2019 Connections Display
A presentation by IWP Prof. Aaron Danis at the Connections 2019 wargaming conference at the U.S. Army Heritage and Education Center.

An eight-week summer gaming workshop utilizing the skills of IWP’s intern team resulted in a mid-August presentation at the Connections 2019 wargaming conference at the U.S. Army Heritage and Education Center in Carlisle, PA, by project coordinator Professor Aaron Danis.  “The poster session at Connections garnered a lot of foot traffic and interest, as it was the only terrorism-themed analytic game at the conference,” stated Professor Danis.

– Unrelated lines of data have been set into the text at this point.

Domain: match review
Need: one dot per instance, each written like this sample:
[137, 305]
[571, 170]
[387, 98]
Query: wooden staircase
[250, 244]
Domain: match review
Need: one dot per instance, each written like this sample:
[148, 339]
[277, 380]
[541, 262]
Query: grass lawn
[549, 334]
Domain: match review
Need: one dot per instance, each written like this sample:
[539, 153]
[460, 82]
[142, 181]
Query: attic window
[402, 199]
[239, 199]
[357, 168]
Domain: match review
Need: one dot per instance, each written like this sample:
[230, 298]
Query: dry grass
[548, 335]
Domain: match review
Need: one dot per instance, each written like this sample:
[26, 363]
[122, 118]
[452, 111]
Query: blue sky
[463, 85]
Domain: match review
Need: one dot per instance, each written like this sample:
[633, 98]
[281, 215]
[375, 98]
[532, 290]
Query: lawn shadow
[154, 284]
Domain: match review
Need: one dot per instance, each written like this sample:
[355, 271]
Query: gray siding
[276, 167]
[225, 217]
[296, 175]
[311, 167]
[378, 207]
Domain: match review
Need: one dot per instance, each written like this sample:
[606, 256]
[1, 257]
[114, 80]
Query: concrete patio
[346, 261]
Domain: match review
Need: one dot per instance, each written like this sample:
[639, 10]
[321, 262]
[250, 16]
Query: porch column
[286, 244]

The strategic analytic game, titled 9/11 – The Second Wave, is based on a little-known disrupted al-Qa‘ida plot to attack the West Coast and Midwest with aircraft after the 9/11 attacks.  While al-Qa‘ida was unable to conduct follow-on attacks because of increased U.S. security measures, the plot remained in the mind of 9/11’s primary planner until his arrest in 2003.  This “what if?” game postulates that the Second Wave became the primary targets for 9/11.

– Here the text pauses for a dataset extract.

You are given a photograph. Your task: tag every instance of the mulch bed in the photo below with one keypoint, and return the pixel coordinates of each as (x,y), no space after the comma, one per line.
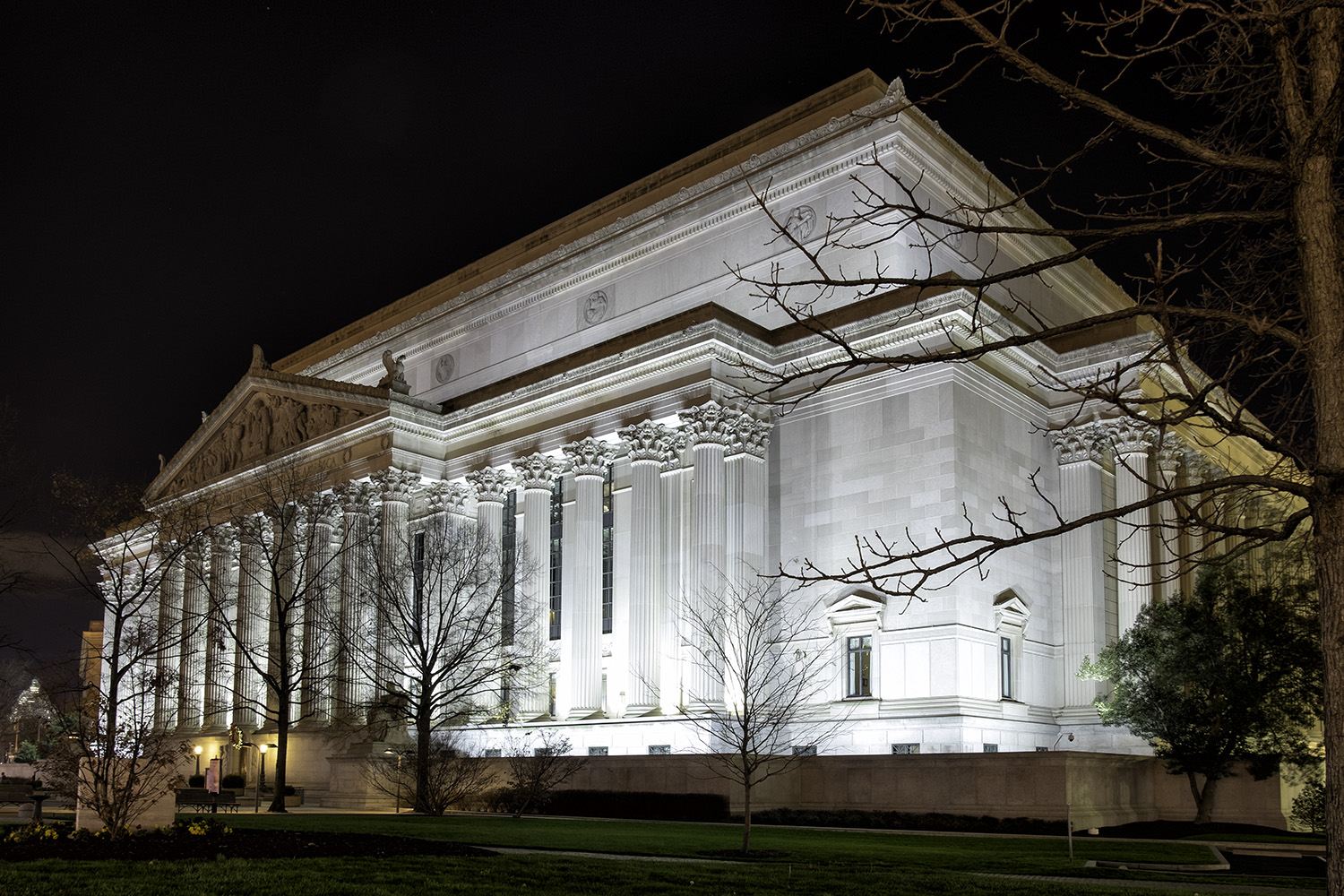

Prof. Danis comments: “The purpose of this game is to provide students in my Counterterrorism and the Democracies course with a challenging terrorist scenario on scale with 9/11, while mitigating some of the hindsight bias of those who have read a lot about or have personal experience from 9/11.  Game objectives include counterterrorism response, crisis and consequence management, and indications and warning of further attacks.”

The interns did research into the plot, worked on game mechanics, designed the play map, and drafted the action cards that drive play.  They also did an initial playtest of the first day, which focuses on the actual attack, its consequences, and the U.S. response.

Intern team playing Second Wave
The intern team playing Second Wave

“This research helped me better understand the world around me and the implications terrorist attacks have on policy and the larger statecraft of countries and coalitions,” commented Trai Gozzi, who interned at IWP in spring 2019.

Another spring intern, Mariham Philobos, commented: “The CT team at IWP has not only assured me of my desired career — being an analyst in Counterterrorism — it has also allowed me to grow in essential skills that I will need in the workplace such as researching, writing assessments, and verbally discussing terror events around the world.”

According to intern Cedric Shutts, in the gaming workshop, students use “critical thinking and analytic skills to respond to terrorist attacks in a timely manner.”  He also stated that the scenario “combined tactical and strategic approaches to counterterrorism.”

Professor Danis needs additional interns during the fall semester to dedicate one evening a week for further playtesting, game development, and finalizing the game graphics for his course in the spring.  Eventually he hopes to publish it for free for other schools and CT specialists to use.  “There is a mechanism to publish such games on the Paxsims website to share the benefit of the interns’ research and hard work.  I had strong interest in the game from some U.S. government and State and Local agencies at the conference poster session.  I hope next year to run full game sessions at the conference for interested parties prior to publishing it.”

Professor Danis would like to thank the following interns for all their hard work to date: Aiden C, Brant M, Caleb Smith, Cedric Shutts, Helen S, Khala D, M.L., Mariham Philobos, Trai Gozzi, William Hartnett, and Zack.

Summer intern team
The summer intern team who worked on the wargaming project.